Mine seems to be lugging down very low, like it's about to seize up. Compressor oil is at half in the window. Help?

Thanks.


----------



## iowagold (Jan 22, 2020)

change the oil, check the air intake filter,
maybe see if the compressor is stiff?
disconnect the power (switch the breaker off)
and role over the compressor by hand to make sure it is free.


----------



## stevon (Mar 5, 2019)

Biz,

unplug or power or off then check by hand turning the pump flywheel. When the compressor is running is the motor getting excessively hot?
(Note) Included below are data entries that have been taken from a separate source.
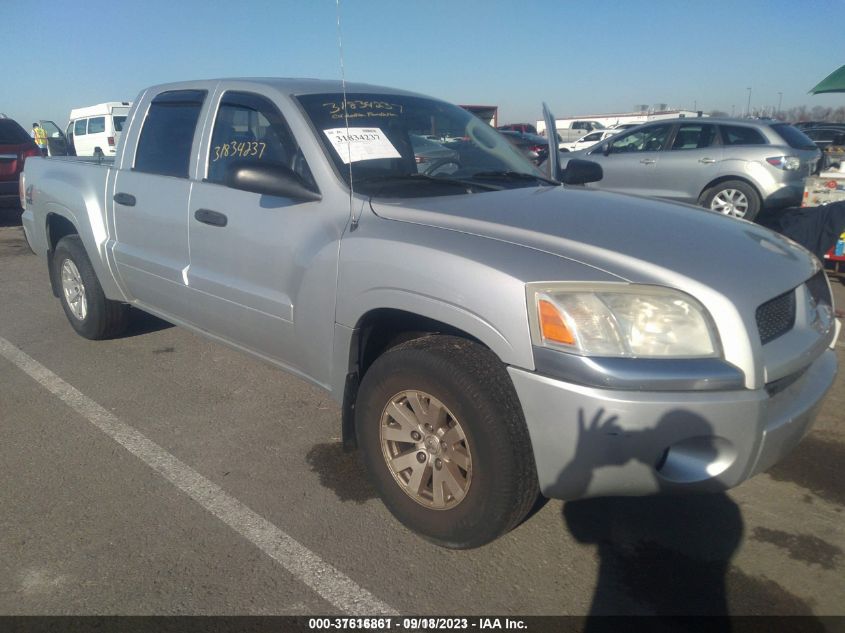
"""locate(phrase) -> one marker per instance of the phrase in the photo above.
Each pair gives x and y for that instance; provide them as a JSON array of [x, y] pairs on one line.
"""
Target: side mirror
[[579, 172], [269, 178]]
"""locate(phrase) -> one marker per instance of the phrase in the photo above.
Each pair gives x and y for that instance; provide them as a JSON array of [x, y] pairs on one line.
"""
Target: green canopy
[[834, 82]]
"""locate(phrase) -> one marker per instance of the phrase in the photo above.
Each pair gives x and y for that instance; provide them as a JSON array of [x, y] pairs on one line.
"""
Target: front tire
[[90, 313], [444, 441], [735, 198]]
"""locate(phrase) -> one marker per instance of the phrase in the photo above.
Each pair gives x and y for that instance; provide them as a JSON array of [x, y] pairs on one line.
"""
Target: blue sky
[[581, 57]]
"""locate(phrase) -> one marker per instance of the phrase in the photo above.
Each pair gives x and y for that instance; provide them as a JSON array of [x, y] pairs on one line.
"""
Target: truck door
[[631, 162], [151, 205], [690, 163], [262, 265], [56, 141]]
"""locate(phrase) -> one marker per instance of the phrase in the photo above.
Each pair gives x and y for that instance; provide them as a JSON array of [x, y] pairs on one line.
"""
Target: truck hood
[[635, 239]]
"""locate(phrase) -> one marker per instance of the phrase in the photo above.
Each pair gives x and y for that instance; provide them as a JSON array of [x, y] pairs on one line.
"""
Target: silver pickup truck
[[491, 334]]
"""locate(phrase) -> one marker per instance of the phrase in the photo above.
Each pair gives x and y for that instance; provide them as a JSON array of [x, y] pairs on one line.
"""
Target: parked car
[[735, 167], [830, 141], [57, 144], [626, 126], [587, 141], [533, 146], [518, 127], [15, 147], [432, 157], [489, 334], [95, 130]]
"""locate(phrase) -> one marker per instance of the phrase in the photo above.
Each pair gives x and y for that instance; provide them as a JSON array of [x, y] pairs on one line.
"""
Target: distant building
[[488, 114]]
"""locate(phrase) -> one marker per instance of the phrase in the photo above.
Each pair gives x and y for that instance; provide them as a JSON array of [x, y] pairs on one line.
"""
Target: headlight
[[612, 319]]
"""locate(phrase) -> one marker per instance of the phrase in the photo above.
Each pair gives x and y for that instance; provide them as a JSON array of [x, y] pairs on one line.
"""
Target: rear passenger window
[[164, 147], [250, 128], [737, 135], [97, 124], [694, 136]]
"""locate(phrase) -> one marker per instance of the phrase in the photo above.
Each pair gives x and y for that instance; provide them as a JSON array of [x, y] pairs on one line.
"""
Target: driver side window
[[250, 128], [650, 139]]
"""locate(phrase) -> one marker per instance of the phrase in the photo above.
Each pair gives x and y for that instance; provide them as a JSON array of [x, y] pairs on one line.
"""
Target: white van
[[95, 130]]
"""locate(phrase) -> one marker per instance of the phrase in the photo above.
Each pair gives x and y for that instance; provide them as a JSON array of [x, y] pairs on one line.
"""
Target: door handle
[[214, 218], [125, 199]]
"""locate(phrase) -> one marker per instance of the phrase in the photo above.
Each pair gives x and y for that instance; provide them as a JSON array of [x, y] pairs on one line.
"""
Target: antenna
[[354, 224]]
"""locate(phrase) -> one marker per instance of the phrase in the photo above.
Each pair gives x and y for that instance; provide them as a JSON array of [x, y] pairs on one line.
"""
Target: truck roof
[[297, 86], [99, 109]]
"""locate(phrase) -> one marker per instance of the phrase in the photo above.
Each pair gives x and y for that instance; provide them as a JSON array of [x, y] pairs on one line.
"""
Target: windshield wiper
[[513, 175], [419, 178]]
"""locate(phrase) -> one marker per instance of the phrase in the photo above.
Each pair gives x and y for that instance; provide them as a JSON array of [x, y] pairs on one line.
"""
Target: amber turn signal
[[552, 325]]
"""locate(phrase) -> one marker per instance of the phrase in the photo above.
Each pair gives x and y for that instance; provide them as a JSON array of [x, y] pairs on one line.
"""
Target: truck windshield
[[414, 143]]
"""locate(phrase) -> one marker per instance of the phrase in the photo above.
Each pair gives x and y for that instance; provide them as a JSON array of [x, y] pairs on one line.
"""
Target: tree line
[[796, 114]]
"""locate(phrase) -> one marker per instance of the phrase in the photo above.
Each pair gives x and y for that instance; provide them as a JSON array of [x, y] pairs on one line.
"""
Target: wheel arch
[[375, 332], [56, 226], [725, 178]]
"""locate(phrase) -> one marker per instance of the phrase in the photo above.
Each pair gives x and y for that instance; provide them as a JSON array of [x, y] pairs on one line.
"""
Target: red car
[[15, 146]]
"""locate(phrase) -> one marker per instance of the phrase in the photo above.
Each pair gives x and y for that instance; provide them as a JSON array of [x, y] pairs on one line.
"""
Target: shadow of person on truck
[[658, 555], [664, 555], [10, 214]]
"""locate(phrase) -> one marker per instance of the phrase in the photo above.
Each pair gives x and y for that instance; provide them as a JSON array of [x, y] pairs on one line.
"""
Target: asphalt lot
[[160, 473]]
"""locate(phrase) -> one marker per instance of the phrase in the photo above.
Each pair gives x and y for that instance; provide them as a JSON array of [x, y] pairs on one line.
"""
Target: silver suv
[[732, 166]]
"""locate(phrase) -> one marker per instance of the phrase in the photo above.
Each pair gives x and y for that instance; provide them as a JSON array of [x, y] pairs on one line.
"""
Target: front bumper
[[591, 442]]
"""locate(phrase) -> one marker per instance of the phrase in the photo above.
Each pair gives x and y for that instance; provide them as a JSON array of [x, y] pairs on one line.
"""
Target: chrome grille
[[776, 317]]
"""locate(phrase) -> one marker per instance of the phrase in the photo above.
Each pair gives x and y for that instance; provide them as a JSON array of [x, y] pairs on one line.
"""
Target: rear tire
[[90, 313], [735, 198], [444, 441]]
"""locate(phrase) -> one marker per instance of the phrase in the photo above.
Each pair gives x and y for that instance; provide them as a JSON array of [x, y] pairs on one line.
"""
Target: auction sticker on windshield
[[360, 143]]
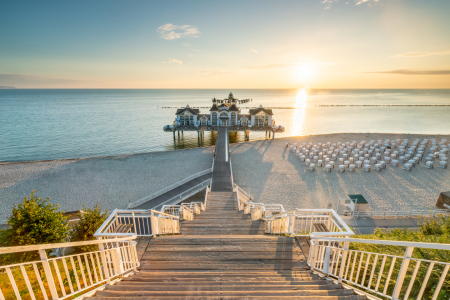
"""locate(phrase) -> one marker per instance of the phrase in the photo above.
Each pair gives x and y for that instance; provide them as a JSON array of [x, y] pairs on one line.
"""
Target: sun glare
[[301, 98]]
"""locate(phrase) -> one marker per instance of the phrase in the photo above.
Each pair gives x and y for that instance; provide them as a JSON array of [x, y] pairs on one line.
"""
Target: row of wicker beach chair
[[352, 155]]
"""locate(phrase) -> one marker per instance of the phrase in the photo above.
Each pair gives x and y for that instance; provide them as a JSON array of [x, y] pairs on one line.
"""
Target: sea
[[48, 124]]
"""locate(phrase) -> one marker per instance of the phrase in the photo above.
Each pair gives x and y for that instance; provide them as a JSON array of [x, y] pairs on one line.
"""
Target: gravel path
[[109, 181], [275, 175]]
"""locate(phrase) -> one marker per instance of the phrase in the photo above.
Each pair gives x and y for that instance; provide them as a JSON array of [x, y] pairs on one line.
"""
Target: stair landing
[[223, 254]]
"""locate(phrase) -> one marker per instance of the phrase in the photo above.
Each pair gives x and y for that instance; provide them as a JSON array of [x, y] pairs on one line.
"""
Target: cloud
[[171, 32], [413, 72], [217, 73], [174, 61], [422, 54], [288, 66]]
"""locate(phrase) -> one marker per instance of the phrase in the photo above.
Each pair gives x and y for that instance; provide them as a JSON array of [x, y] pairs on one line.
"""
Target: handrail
[[364, 270], [16, 249], [168, 188]]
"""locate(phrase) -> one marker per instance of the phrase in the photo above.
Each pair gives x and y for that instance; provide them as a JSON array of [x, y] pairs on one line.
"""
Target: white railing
[[188, 193], [138, 222], [393, 271], [168, 188], [400, 214], [299, 222], [66, 276]]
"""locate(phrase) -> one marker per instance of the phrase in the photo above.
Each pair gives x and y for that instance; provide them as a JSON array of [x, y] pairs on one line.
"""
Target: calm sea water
[[57, 124]]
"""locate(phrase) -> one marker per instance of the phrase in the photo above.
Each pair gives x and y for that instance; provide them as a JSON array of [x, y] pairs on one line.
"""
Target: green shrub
[[90, 221], [34, 221]]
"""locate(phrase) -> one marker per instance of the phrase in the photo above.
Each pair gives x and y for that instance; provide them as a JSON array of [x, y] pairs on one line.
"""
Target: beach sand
[[266, 168], [273, 174], [109, 181]]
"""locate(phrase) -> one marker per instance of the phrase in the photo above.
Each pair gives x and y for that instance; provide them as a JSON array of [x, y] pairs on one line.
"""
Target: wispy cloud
[[358, 2], [288, 66], [413, 72], [174, 61], [217, 73], [170, 31], [422, 53]]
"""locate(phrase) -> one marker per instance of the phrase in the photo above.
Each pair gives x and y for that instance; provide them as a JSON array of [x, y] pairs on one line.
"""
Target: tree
[[34, 221], [90, 221]]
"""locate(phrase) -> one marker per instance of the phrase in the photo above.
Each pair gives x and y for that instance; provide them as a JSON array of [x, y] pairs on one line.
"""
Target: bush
[[90, 221], [35, 221]]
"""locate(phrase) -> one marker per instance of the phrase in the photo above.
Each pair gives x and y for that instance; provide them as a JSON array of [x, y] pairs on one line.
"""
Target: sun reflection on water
[[300, 113]]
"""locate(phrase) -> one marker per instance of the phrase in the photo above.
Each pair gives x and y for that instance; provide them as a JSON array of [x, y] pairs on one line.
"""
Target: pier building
[[224, 112]]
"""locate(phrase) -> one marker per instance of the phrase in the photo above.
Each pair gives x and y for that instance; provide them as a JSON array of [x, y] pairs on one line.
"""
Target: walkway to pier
[[221, 179], [172, 193], [223, 254]]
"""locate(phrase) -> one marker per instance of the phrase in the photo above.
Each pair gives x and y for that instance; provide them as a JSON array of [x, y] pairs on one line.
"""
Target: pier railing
[[394, 270], [169, 188], [67, 276]]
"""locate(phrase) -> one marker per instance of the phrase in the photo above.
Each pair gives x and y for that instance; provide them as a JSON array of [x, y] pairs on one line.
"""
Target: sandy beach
[[265, 167], [275, 175]]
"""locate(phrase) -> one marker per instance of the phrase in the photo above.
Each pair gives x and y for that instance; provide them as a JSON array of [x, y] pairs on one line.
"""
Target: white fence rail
[[168, 188], [398, 274], [66, 276], [138, 222], [400, 214]]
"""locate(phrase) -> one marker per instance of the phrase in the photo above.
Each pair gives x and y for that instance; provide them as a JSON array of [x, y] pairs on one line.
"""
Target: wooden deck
[[223, 254]]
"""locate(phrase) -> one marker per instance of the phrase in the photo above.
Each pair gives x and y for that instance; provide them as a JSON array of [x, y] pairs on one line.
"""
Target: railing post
[[326, 260], [116, 260], [154, 222], [48, 274], [101, 248], [134, 223], [344, 258], [402, 272]]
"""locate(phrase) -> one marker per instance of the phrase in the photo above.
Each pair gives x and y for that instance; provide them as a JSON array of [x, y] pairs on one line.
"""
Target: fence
[[398, 274], [66, 276], [138, 222], [397, 214], [169, 188]]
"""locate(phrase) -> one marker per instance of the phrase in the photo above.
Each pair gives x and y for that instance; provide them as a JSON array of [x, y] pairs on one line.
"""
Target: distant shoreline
[[200, 147]]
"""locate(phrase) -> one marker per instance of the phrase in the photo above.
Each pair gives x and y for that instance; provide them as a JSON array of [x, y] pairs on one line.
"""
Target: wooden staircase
[[223, 254]]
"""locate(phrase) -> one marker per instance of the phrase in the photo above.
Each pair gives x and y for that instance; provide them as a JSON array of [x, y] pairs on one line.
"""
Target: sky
[[361, 44]]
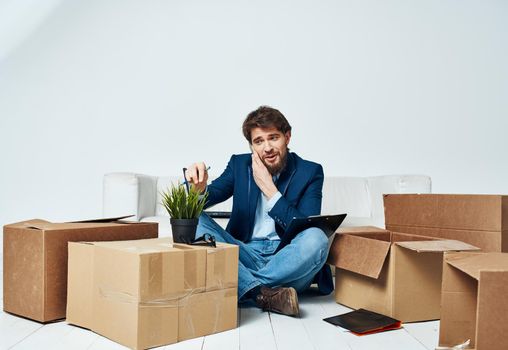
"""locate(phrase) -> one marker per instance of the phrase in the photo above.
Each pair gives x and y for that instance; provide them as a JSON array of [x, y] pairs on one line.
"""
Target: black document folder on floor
[[328, 223], [362, 322]]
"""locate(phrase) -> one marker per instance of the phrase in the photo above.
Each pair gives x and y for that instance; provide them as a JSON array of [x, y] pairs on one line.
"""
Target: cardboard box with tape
[[474, 305], [480, 220], [147, 293], [35, 261], [394, 274]]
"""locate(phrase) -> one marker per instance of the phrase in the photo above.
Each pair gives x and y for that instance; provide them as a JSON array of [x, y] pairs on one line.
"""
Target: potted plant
[[184, 209]]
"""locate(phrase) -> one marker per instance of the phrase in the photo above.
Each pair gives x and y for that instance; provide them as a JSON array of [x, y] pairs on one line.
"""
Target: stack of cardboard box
[[147, 293]]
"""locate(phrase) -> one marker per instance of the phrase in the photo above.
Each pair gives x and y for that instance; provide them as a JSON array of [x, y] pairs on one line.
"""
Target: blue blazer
[[300, 183]]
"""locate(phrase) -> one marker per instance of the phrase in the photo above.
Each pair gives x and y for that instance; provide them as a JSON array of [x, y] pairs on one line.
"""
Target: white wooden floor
[[257, 330]]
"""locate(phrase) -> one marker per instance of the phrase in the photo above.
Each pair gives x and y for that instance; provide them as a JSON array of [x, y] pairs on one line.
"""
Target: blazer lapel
[[286, 175], [252, 197]]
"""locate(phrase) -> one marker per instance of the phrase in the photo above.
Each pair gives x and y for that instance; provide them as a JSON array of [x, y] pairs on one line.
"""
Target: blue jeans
[[295, 265]]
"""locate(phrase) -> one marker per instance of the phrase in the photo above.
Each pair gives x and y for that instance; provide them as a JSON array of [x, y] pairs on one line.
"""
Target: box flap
[[473, 263], [34, 223], [359, 229], [437, 246], [116, 218], [359, 254], [491, 325]]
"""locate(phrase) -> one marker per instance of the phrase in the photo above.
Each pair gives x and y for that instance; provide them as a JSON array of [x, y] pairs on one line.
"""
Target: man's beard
[[277, 168]]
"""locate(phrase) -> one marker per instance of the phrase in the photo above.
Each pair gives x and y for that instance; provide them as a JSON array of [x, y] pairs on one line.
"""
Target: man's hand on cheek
[[262, 176]]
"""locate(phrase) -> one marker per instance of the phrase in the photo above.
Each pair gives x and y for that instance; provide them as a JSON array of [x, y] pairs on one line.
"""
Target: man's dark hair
[[265, 117]]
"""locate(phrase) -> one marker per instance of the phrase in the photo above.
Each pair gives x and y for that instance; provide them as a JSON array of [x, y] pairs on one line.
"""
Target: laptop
[[328, 223]]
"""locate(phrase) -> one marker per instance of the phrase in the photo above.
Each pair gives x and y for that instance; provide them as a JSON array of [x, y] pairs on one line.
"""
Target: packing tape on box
[[171, 300], [209, 305], [463, 346]]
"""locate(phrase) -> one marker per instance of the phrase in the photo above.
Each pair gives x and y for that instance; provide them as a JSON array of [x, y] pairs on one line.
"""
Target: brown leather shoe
[[282, 300]]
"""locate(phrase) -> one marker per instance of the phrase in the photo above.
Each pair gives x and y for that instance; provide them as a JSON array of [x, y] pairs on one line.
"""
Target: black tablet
[[328, 223]]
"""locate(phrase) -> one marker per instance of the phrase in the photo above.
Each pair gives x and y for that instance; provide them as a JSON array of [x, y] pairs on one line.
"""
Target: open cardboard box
[[148, 293], [35, 261], [474, 300], [395, 274], [480, 220]]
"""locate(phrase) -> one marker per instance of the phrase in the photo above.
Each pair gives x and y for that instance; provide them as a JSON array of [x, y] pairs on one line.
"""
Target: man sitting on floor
[[270, 187]]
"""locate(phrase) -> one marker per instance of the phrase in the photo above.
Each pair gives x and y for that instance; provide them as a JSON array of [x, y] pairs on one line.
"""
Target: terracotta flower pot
[[184, 230]]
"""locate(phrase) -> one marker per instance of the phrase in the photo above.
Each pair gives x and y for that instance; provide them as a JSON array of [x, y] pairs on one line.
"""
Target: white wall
[[370, 87]]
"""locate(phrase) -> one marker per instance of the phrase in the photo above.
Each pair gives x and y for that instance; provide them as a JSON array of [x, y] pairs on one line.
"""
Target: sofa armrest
[[129, 194]]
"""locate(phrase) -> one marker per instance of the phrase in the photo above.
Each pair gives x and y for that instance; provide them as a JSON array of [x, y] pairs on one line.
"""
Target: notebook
[[362, 322], [328, 223]]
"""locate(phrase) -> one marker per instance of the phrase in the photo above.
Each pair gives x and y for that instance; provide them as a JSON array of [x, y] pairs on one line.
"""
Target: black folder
[[328, 223], [362, 322]]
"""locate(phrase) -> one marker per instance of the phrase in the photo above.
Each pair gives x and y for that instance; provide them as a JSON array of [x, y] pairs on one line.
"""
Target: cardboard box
[[148, 293], [35, 261], [480, 220], [474, 304], [395, 274]]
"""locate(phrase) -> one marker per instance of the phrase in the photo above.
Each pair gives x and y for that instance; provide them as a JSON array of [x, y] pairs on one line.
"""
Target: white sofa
[[360, 197]]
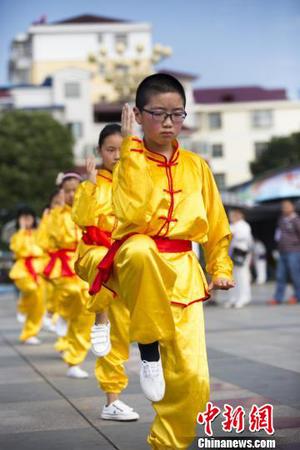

Could be a bad run capacitor possibly.

Stephen


----------



## BIZ (Aug 8, 2015)

iowagold said:


> change the oil, check the air intake filter,
> maybe see if the compressor is stiff?
> disconnect the power (switch the breaker off)
> and role over the compressor by hand to make sure it is free.


Thanks for the tips. I will do all of that. It's a fairly new compressor, like three years.


----------



## BIZ (Aug 8, 2015)

stevon said:


> Biz,
> 
> unplug or power or off then check by hand turning the pump flywheel. When the compressor is running is the motor getting excessively hot? Could be a bad run capacitor possibly.
> 
> Stephen


Stephen,
I will check that. I don't know what, or where a bad run capacitor would be.


----------



## iowagold (Jan 22, 2020)

hey biz snap a couple of pix of the compressor motor for us.
the caps should be on the motor.


----------



## BIZ (Aug 8, 2015)

iowagold said:


> hey biz snap a couple of pix of the compressor motor for us.
> the caps should be on the motor.


Will do. Is it possible that the oil has created a dark smudge/sludge on the inside surface of the viewing glass, thereby making it SEEM that it has enough oil? If so, any way to clean that inside surface? Thanks. BIZ.🤔


----------



## stevon (Mar 5, 2019)

BIZ,

The start and run capacitors are usually in the "cans" or "bumps" on an A/C motor. 





What Does A Compressor Capacitor Do?


Many air compressor motors have capacitors on them. What does a capacitor do? Electric motors on air compressors, and motors for other devices...




air-compressor-help.com




I would look into the check valve as a problem too. They regularly go bad or clog sticking open causing constant back pressure fighting against the motor. At low air pressure this isn't a problem but as pressure builds over 100 PSI or so, the motor starts to see a constant load instead of the typical pulse load.

Stephen


----------



## iowagold (Jan 22, 2020)

BIZ said:


> Will do. Is it possible that the oil has created a dark smudge/sludge on the inside surface of the viewing glass, thereby making it SEEM that it has enough oil? If so, any way to clean that inside surface? Thanks. BIZ.🤔


sure just remove the site glass and q tip will get back in there and clean the inside.
hemostats help!!
do not use brake cleaner!! lol!!
it will eat the plastic!!


----------